CBRE, Coldwell Banker Richard Ellis, whose mission is to “provide thoughtful, forward-looking insight into real estate trends, strategies, and opportunities in the U.S. and around the world,” reported that in the first quarter of 2019, the United States multifamily market remained healthy. That is great news for multifamily financial investment performance. There are several focal factors to consider when looking at multifamily market growth, as reflected in the CBRE report:
- Vacancy Rate: According to Investopedia.com, “Vacancy rate is calculated by taking the number of vacant units, multiplying that number by 100, and dividing that result by the total number of units. The vacancy rate and occupancy rate should add up to 100%.” According to the CBRE report, the overall vacancy rate in multifamily units was down 20 basis points to 4.6%.

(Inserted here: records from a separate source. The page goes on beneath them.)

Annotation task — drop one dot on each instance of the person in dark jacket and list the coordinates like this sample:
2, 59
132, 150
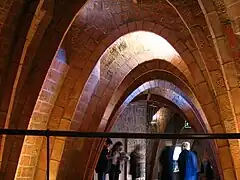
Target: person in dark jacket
166, 161
135, 163
187, 163
103, 161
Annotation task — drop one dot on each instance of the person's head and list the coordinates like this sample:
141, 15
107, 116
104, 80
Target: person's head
186, 146
117, 146
137, 148
108, 142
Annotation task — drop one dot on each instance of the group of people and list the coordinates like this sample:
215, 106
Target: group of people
187, 165
111, 160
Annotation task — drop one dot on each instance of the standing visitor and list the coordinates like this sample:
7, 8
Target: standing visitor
135, 163
103, 161
187, 163
166, 161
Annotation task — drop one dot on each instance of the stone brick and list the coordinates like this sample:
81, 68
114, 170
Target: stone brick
225, 107
225, 157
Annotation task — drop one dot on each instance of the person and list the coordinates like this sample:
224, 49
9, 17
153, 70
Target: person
166, 161
103, 161
117, 156
187, 163
135, 162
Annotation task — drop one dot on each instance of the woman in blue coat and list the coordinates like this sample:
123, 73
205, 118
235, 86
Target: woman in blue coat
187, 163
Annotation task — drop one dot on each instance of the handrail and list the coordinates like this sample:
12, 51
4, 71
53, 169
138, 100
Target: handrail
48, 133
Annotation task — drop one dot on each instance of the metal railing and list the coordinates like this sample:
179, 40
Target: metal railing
49, 133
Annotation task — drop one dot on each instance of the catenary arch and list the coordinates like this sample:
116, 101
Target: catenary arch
214, 127
64, 21
93, 124
158, 99
151, 85
77, 86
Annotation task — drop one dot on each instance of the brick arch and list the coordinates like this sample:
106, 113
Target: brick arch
143, 67
76, 87
63, 20
128, 100
130, 83
36, 64
127, 83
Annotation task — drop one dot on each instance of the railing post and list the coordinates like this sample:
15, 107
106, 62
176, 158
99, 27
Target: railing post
125, 164
48, 155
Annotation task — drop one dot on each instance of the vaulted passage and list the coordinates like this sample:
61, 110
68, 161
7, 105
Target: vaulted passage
81, 65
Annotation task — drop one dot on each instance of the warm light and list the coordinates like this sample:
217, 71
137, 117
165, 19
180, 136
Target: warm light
176, 153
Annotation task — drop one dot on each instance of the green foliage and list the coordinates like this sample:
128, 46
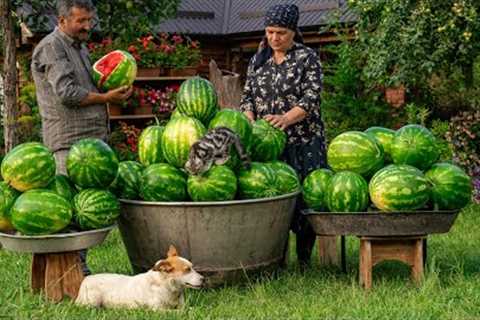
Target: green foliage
29, 124
407, 41
347, 104
464, 136
125, 19
439, 129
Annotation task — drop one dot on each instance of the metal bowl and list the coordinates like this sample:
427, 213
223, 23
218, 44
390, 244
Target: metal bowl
379, 223
62, 242
222, 239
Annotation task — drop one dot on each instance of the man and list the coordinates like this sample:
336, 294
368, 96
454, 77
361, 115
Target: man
70, 105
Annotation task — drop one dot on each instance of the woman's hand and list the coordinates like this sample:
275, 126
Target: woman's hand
278, 121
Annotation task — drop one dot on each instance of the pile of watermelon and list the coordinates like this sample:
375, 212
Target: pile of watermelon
35, 201
163, 151
386, 170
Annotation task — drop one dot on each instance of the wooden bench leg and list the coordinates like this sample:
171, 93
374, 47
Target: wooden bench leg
365, 266
57, 274
418, 262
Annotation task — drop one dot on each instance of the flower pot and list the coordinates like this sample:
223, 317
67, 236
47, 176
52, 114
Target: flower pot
114, 109
148, 72
143, 110
395, 96
183, 72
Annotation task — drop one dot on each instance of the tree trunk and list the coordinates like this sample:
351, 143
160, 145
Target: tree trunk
228, 86
10, 77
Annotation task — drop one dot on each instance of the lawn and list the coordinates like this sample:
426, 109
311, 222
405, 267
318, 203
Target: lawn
450, 290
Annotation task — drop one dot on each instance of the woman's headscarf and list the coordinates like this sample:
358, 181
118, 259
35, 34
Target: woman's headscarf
281, 15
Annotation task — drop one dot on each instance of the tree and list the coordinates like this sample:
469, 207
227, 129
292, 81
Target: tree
123, 18
407, 41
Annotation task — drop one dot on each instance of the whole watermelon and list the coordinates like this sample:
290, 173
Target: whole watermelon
414, 145
149, 145
258, 182
217, 184
163, 182
452, 187
399, 188
40, 212
235, 121
91, 163
95, 209
8, 195
355, 151
127, 183
115, 69
287, 178
28, 166
384, 137
179, 135
197, 98
347, 192
267, 142
62, 186
315, 189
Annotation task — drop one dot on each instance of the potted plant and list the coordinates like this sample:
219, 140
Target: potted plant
124, 141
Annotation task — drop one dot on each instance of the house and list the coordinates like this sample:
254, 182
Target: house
230, 30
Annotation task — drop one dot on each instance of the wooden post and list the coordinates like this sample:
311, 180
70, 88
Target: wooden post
10, 76
228, 86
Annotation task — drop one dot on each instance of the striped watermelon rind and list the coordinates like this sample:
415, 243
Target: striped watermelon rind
217, 184
355, 151
414, 145
257, 182
399, 188
95, 209
149, 145
179, 135
267, 142
28, 166
115, 69
347, 192
197, 98
91, 163
127, 183
163, 182
315, 187
287, 178
451, 186
40, 212
384, 137
62, 186
8, 195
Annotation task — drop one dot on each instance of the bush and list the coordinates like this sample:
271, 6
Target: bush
347, 104
464, 136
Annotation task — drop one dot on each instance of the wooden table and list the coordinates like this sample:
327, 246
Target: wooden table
373, 250
56, 274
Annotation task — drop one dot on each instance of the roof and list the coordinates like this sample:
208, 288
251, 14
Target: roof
227, 17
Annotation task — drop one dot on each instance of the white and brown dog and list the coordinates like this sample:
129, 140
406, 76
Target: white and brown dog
159, 288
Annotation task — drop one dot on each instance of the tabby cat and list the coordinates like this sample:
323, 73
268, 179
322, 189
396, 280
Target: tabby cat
215, 147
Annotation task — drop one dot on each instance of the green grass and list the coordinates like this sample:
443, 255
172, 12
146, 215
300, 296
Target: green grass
451, 289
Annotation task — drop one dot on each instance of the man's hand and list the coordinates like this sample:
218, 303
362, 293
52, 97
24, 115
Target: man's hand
278, 121
119, 95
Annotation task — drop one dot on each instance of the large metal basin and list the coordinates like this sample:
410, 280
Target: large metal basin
222, 239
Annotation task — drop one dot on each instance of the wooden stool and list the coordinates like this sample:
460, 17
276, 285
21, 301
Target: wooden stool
57, 274
374, 250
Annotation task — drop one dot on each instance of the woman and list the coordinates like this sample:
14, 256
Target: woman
283, 87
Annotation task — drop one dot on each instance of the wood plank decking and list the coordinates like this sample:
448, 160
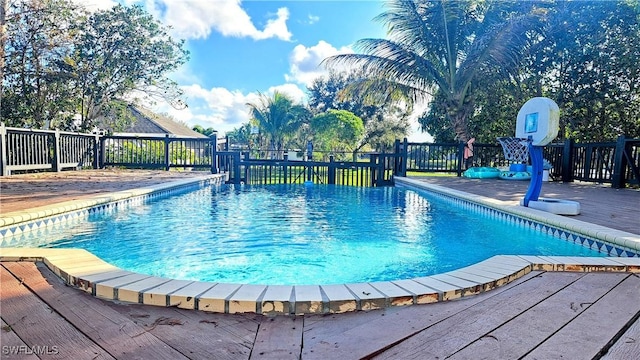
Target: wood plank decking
543, 315
600, 204
540, 316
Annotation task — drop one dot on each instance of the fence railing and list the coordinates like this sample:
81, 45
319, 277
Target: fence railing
157, 152
377, 171
26, 149
616, 162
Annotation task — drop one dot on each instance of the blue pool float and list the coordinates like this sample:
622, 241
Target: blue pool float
515, 175
482, 173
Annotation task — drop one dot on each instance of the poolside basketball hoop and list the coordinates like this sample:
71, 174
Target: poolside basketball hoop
537, 125
515, 149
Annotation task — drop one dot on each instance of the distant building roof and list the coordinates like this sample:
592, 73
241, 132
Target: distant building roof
151, 124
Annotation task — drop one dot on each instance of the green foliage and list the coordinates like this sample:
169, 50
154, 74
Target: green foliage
585, 59
68, 68
278, 120
444, 47
337, 131
208, 131
384, 120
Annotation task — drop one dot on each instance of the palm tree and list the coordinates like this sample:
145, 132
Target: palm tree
278, 118
442, 47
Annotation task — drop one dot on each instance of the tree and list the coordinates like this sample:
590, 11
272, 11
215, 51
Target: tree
337, 131
444, 47
36, 85
588, 63
118, 51
383, 122
199, 129
277, 118
68, 68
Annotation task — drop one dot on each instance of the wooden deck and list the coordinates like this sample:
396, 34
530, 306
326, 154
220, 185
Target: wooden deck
540, 316
543, 315
600, 204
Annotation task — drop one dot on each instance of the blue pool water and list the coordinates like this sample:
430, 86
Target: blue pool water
293, 235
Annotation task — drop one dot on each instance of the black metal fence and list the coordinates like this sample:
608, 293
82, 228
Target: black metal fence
377, 171
157, 152
26, 150
616, 162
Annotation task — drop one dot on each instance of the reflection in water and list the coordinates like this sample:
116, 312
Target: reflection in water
291, 234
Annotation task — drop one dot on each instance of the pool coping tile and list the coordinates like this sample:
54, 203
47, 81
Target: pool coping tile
187, 297
84, 270
339, 298
159, 295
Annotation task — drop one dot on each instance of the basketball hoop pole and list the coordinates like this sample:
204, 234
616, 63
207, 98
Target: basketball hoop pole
535, 186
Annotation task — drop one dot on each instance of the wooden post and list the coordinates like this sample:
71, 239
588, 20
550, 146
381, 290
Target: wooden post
3, 151
567, 161
56, 152
618, 180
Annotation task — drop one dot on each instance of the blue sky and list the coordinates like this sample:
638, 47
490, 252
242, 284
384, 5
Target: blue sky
242, 48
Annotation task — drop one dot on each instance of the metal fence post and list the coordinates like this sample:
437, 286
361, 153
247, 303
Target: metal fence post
619, 164
167, 157
567, 161
331, 173
460, 158
237, 175
56, 152
404, 157
3, 150
214, 156
96, 151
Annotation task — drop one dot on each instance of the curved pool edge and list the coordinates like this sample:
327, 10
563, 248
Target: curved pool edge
598, 232
81, 269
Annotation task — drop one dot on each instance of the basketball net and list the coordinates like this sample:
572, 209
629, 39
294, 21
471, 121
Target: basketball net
515, 149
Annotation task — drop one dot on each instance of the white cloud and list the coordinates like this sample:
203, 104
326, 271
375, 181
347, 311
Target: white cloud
291, 90
305, 61
195, 19
312, 19
220, 108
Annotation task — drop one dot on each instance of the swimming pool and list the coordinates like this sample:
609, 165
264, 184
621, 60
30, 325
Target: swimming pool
289, 234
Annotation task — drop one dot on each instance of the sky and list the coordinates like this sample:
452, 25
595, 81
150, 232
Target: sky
240, 49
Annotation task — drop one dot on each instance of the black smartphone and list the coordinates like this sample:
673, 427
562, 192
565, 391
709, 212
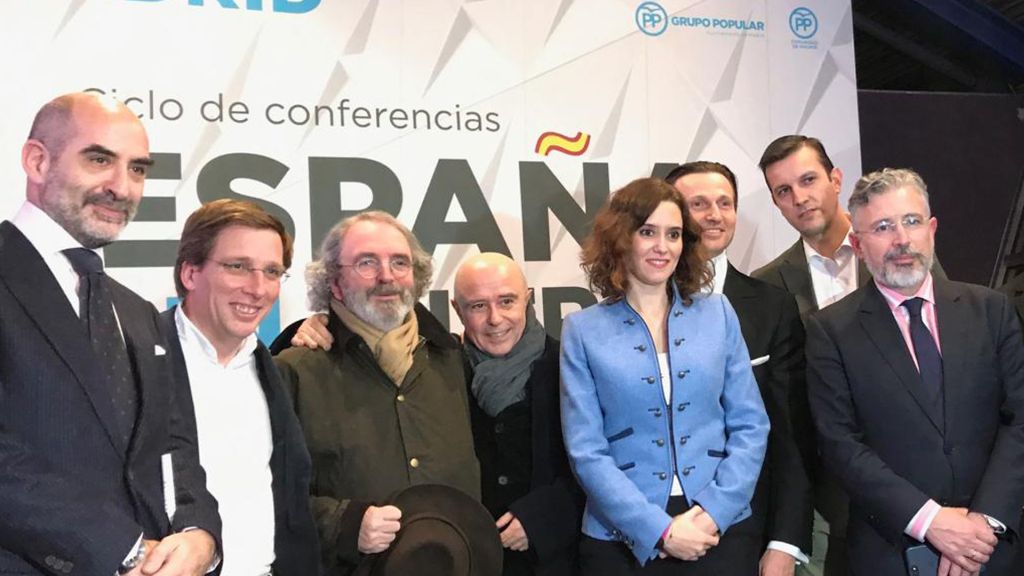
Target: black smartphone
921, 561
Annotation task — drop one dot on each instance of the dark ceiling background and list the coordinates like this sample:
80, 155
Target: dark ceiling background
941, 89
940, 45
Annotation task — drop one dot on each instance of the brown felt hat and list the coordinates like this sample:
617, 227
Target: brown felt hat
444, 532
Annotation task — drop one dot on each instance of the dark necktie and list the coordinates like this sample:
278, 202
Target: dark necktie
929, 360
96, 314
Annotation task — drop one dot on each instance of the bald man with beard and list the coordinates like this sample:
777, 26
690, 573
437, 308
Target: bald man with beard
512, 369
89, 428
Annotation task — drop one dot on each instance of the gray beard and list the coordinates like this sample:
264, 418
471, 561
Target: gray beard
902, 279
383, 316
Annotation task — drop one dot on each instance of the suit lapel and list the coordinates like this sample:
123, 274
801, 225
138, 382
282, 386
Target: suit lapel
140, 348
32, 283
797, 276
863, 275
953, 320
878, 322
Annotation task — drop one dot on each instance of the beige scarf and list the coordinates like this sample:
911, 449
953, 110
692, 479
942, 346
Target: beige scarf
392, 350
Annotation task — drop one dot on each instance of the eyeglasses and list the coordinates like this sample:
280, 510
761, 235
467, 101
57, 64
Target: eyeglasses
370, 268
889, 228
243, 270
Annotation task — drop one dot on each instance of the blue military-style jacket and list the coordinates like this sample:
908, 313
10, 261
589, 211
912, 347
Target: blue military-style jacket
624, 441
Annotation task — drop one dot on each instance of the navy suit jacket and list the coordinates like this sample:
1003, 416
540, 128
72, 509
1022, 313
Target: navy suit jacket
878, 434
296, 544
783, 503
73, 497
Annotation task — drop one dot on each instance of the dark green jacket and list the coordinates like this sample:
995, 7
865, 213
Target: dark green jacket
370, 439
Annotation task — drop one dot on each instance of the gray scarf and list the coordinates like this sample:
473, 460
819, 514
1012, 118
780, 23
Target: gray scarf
501, 381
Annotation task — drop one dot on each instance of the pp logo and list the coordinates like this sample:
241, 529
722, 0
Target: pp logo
651, 18
803, 23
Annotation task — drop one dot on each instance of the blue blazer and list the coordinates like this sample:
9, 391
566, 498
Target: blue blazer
625, 444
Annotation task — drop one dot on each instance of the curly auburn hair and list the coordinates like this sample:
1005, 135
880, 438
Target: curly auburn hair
606, 250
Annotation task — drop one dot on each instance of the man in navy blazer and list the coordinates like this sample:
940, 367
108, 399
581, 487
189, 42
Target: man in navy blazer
231, 259
83, 489
916, 388
782, 504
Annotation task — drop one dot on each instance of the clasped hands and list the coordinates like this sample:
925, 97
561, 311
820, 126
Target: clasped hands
690, 535
183, 553
965, 539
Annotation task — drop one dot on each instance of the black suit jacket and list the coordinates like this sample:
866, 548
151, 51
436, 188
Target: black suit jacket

- Rent Growth: Rent growth “climbed to an annual rate of 3%, up from 2.1% a year ago.” Again, in the multifamily sector, this is positive growth.
- Year Over Year Rent Change: Y-o-Y Rent Change is up 3.0%, indicative of a strong real estate market in the rental branch.
Along with these considerations, the CBRE report brings positive attention to the number of multifamily units completed, the net absorption of these units, and the acquisitions volume. As supported in this CBRE report, Diversified Investors Group, LLC believes that creating investment opportunities in multifamily rental communities is core to our strategy.